Türkis-Blau setzt bei der sogenannten Steuerreform auf denselben Taschenspielertrick wie die Vorgängerregierungen: die kalte Progression. Inflation, Lohnerhöhungen und die stark progressive Einkommensteuer sorgen dafür, dass bei jeder Einkommenserhöhung die Steuerlast automatisch steigt, weil ein immer größerer Anteil des Einkommens in höhere Steuerklassen fällt. Tarifreformen, das heißt höhere Schwellwerte bei gleichen Steuersätzen bzw. wie jetzt niedrigere Steuersätze bei gleichbleibenden Schwellwerten, gleichen die automatische Steuererhöhung lediglich aus, werden aber medial als größte Steuerreform aller Zeiten verkauft.

 

Versprochen gebrochen

Eigentlich wollte Türkis-Blau dem Beispiel vieler anderer europäischer Länder folgen und die kalte Progression abschaffen, indem die Schwellwerte, ab denen bestimmte Einkommensteuersätze wirksam werden, jährlich und automatisch im Ausmaß der durchschnittlichen Lohnerhöhungen angehoben werden.
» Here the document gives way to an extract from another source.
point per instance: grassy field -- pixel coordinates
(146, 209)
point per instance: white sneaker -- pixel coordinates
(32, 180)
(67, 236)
ÖVP und FPÖ haben die SPÖ in der letzten Legislaturperiode scharf kritisiert, weil sie die Abschaffung der kalten Progression blockiert hat, sie haben im Wahlkampf versprochen, dass die kalte Progression abgeschafft wird, und das Regierungsprogramm sieht die Abschaffung der kalten Progression vor. Am 30. April 2019 hat Sebastian Kurz der perplexen Nation hingegen erklärt, dass die Abschaffung der kalten Progression unsozial wäre – irgendein SPÖ-Chef freier Wahl oder Reinhold Mitterlehner hätte das nicht anders ausgedrückt. Versprechen gebrochen.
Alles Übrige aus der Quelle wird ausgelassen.